De onde vem a inspiração?
Caio Norton se tornou um escritor de sucesso mundial. Seus cincos livros, uma saga de romance e ação na França ocupada durante a Segunda Guerra Mundial. As histórias de espiões ingleses e americanos, combatentes da Resistência Francesa e oficiais da Gestapo prendiam a atenção dos leitores. No meio da tensão e suspense sempre havia espaço para histórias de amor inusitadas. Chamava a atenção a riqueza de detalhes históricos que transportavam os leitores para cada cenário cuidadosamente construído, transportando-os para algum lugar no interior da França entre 1939 e 1945.

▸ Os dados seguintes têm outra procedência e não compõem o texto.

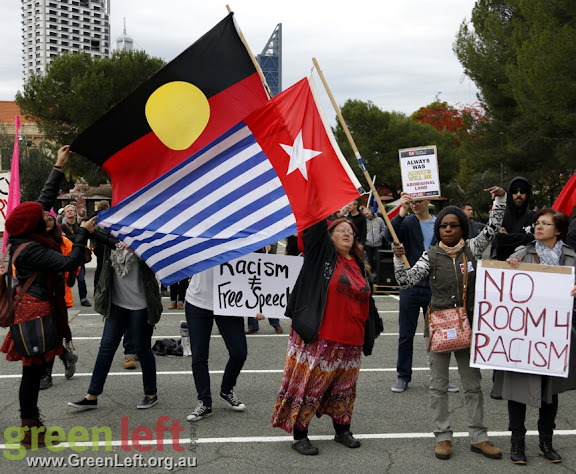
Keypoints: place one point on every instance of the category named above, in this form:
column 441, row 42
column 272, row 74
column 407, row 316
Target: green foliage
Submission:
column 520, row 55
column 379, row 135
column 76, row 91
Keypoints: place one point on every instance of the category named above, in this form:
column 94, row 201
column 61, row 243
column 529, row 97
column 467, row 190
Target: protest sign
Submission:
column 255, row 283
column 4, row 187
column 419, row 167
column 522, row 318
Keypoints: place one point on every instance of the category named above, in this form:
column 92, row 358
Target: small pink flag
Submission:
column 14, row 188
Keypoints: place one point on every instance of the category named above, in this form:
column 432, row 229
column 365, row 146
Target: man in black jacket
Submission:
column 516, row 229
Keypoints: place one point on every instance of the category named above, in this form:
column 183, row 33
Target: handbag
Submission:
column 35, row 337
column 449, row 328
column 10, row 296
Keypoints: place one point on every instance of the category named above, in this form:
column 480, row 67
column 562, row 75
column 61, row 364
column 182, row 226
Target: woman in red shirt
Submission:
column 329, row 321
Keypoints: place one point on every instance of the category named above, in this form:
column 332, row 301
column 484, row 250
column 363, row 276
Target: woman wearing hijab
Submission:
column 334, row 320
column 539, row 391
column 444, row 264
column 45, row 296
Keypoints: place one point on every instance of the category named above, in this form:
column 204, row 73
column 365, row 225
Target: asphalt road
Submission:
column 395, row 429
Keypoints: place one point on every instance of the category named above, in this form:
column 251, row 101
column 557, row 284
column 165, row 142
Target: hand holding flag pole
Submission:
column 359, row 158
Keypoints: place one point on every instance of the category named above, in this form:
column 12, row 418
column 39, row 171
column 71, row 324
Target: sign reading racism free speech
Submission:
column 255, row 283
column 522, row 318
column 419, row 167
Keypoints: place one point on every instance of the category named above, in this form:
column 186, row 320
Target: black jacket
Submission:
column 308, row 299
column 36, row 257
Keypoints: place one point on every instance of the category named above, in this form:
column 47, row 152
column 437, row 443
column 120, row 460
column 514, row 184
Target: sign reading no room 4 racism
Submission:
column 522, row 318
column 255, row 283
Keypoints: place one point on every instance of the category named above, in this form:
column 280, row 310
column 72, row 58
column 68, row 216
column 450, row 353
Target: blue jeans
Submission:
column 200, row 322
column 253, row 323
column 411, row 301
column 114, row 328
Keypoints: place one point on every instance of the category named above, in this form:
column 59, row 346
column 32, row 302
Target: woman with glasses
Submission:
column 444, row 264
column 539, row 391
column 334, row 320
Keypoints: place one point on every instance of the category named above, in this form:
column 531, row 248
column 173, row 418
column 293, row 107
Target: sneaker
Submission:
column 400, row 385
column 549, row 453
column 233, row 401
column 453, row 388
column 147, row 402
column 199, row 412
column 45, row 381
column 443, row 450
column 84, row 404
column 487, row 449
column 69, row 361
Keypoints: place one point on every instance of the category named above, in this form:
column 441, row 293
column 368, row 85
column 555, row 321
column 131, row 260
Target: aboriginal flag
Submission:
column 186, row 105
column 276, row 172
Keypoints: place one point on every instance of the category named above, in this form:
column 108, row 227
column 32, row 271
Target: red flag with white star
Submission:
column 276, row 172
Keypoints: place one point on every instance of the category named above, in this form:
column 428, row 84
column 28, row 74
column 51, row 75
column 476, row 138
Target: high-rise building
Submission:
column 53, row 27
column 270, row 61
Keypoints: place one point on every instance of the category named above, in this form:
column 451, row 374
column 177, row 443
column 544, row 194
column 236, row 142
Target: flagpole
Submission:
column 252, row 57
column 359, row 158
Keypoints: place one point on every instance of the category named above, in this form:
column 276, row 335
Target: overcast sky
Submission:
column 397, row 54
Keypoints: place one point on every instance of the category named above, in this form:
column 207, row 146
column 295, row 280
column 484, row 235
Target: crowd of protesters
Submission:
column 333, row 315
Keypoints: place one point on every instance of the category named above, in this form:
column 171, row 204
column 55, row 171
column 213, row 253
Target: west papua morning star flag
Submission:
column 276, row 172
column 566, row 200
column 183, row 107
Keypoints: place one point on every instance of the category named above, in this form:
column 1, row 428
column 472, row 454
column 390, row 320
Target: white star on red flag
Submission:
column 299, row 155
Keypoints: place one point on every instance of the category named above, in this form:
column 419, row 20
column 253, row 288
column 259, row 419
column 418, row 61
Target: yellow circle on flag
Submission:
column 177, row 113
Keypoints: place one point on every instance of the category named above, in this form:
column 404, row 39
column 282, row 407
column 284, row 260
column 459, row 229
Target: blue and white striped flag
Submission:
column 272, row 174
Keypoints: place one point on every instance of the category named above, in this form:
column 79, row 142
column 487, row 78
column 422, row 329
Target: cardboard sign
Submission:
column 255, row 283
column 522, row 318
column 419, row 167
column 4, row 186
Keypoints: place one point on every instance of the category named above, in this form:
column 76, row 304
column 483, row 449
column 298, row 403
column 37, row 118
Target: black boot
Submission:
column 517, row 453
column 548, row 451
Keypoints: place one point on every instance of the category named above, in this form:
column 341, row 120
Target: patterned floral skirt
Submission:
column 28, row 309
column 319, row 378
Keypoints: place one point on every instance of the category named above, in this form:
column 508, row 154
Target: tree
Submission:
column 78, row 89
column 519, row 53
column 379, row 135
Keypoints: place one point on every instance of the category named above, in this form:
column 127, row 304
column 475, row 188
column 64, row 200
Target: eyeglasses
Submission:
column 344, row 231
column 541, row 224
column 453, row 226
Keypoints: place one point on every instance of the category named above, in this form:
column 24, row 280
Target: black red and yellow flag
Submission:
column 195, row 98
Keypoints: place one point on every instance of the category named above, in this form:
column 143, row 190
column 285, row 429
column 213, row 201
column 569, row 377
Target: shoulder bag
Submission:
column 449, row 328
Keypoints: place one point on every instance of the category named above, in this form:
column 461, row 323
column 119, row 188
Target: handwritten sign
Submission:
column 522, row 318
column 4, row 186
column 255, row 283
column 419, row 167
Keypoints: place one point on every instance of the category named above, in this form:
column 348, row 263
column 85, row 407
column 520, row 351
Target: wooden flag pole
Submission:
column 359, row 158
column 252, row 57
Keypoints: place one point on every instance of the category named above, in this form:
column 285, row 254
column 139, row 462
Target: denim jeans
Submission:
column 200, row 322
column 412, row 300
column 253, row 323
column 114, row 328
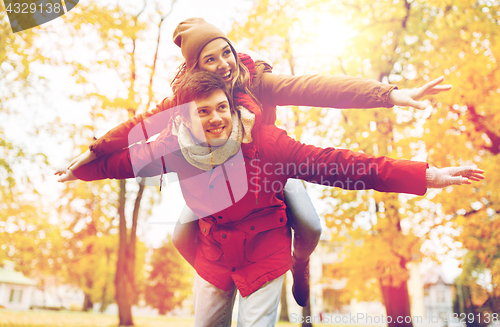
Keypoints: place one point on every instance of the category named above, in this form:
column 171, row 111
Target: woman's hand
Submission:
column 439, row 178
column 66, row 175
column 82, row 159
column 410, row 97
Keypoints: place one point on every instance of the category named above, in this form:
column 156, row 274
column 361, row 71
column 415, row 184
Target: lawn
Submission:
column 82, row 319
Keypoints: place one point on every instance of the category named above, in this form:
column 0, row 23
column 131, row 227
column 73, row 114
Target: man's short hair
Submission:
column 200, row 85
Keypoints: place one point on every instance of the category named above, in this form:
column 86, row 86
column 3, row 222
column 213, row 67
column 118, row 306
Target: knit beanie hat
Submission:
column 192, row 35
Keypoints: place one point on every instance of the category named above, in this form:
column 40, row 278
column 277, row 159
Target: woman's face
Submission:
column 217, row 57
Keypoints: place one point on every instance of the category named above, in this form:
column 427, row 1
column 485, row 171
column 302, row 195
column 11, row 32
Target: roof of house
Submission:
column 10, row 276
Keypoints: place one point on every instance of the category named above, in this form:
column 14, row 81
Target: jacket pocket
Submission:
column 265, row 236
column 208, row 246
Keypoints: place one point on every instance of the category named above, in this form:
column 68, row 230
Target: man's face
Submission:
column 210, row 120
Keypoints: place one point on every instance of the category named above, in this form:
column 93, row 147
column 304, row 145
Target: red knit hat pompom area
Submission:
column 192, row 35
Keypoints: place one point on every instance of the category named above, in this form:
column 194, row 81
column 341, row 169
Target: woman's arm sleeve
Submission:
column 351, row 170
column 340, row 92
column 119, row 137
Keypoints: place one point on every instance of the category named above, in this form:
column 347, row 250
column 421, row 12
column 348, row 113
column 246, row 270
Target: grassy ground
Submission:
column 82, row 319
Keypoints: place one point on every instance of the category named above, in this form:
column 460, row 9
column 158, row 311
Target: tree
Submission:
column 26, row 235
column 170, row 279
column 117, row 34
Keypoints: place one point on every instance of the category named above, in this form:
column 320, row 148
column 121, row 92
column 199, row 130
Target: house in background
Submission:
column 15, row 288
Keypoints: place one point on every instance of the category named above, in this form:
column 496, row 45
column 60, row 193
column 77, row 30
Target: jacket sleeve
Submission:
column 349, row 170
column 139, row 160
column 340, row 92
column 118, row 137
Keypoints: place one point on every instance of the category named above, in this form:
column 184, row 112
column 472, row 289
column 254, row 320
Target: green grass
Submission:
column 83, row 319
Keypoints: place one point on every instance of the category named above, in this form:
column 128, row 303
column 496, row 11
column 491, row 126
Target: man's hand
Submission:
column 82, row 159
column 439, row 178
column 410, row 97
column 66, row 175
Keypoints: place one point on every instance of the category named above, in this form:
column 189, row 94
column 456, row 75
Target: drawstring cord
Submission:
column 257, row 183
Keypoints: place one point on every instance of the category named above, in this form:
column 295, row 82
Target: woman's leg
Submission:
column 212, row 306
column 185, row 237
column 307, row 231
column 260, row 308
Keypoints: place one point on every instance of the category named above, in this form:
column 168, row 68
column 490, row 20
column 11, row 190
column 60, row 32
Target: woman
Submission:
column 205, row 47
column 222, row 155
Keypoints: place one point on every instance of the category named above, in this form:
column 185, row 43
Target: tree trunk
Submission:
column 284, row 302
column 306, row 313
column 124, row 278
column 397, row 305
column 87, row 303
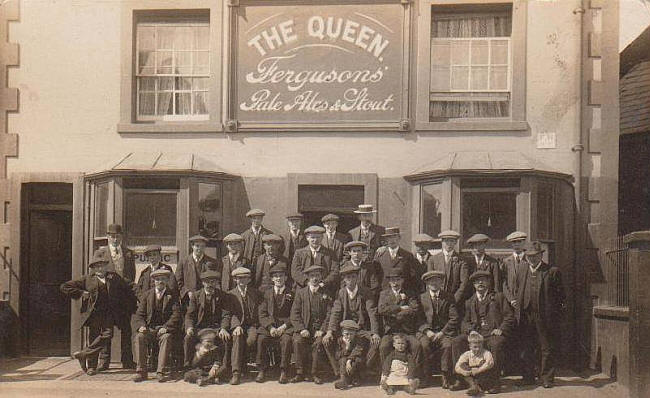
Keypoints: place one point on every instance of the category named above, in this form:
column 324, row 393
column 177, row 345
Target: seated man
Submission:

Os livros viraram uma série de TV e as redes sociais se encarregavam de aumentar a fama e especular sobre o futuro dos personagens e as próximas histórias. Mas havia um problema, Caio tentava há 18 meses começar o sexto livro mas não conseguia. Talvez fosse o famoso bloqueio de escritor, ou quem sabe o peso da fama e a responsabilidade de produzir mais um sucesso.
Numa das muitas noites de insônia e angústia, sentado na varanda da casa de campo que havia alugado, percebeu surpreso que havia um estranho sentado na poltrona ao seu lado.
- Quem é você?
- Um espírito!
- Eu não acredito em espíritos.
- Tá na hora de começar a acreditar. Tendo dificuldades em escrever?
- Como sabe ?
- Eu sempre te ajudo a escrever.
- Ajuda como?
- Contando as histórias pra você escrevê-las.
- Ou seja, eu sou apenas um datilógrafo moderno.
- Não é bem assim.
- Só faltava essa.
- Era engraçado ver suas entrevistas falando do processo criativo. Quanta baboseira e que ego inflado, hein?
- Vai tripudiar agora?
- Não, mas um pouco de humildade seria recomendável.Você nunca desconfiou?
- Como assim?
- A riqueza de detalhes nos seus livros…quer dizer, nos nossos livros?
- Achei que fosse resultado da pesquisa, meu caro.
- Você está invertendo a ordem das coisas. Na verdade a pesquisa era feita para confirmar o que você já hava escrito. Lembra do submarino alemão U568?
- Claro que lembro.
- Você achou que havia inventado até o número do submarino e qual não foi a surpresa ao saber que ele realmente existiu?
- Coincidência.
- E aquele tanque Panzer alemão que entrou na Igreja em Oradour-sur-Glane?
- Constava do diário de um Capitão alemão.
- Outra coincidência?
- Quer dizer então que eu não criei nada, que as histórias foram contadas por você e eu apenas as trascrevi.
- Psicografou.
- Isso, psicografei.
- Você acha mesmo que poderia ter escrito aqueles diálogos apaixonados entre Marie-Chrstine, a espião francesa, e o Major Schoebitz, da SS?
- Achei que sim.
- Você é seco e sem sensibilidade.
- É o que sempre ouvi.
- E como acha que escreveu aqueles diálogos apaixonados.
- Achei que era inspiração.
- Transcrição.
- E agora?
- Você vai ter que mudar o estilo. Estou saindo para um período sabático.
- E quem vai te substituir?
- Pedi ao Vitor Hugo pra te dar uma força.
- Chega de miseráveis! Outra opção?
- A Jane Austen.
- Fazer o quê? Vou ter que aceitar sem orgulho nem preconceito.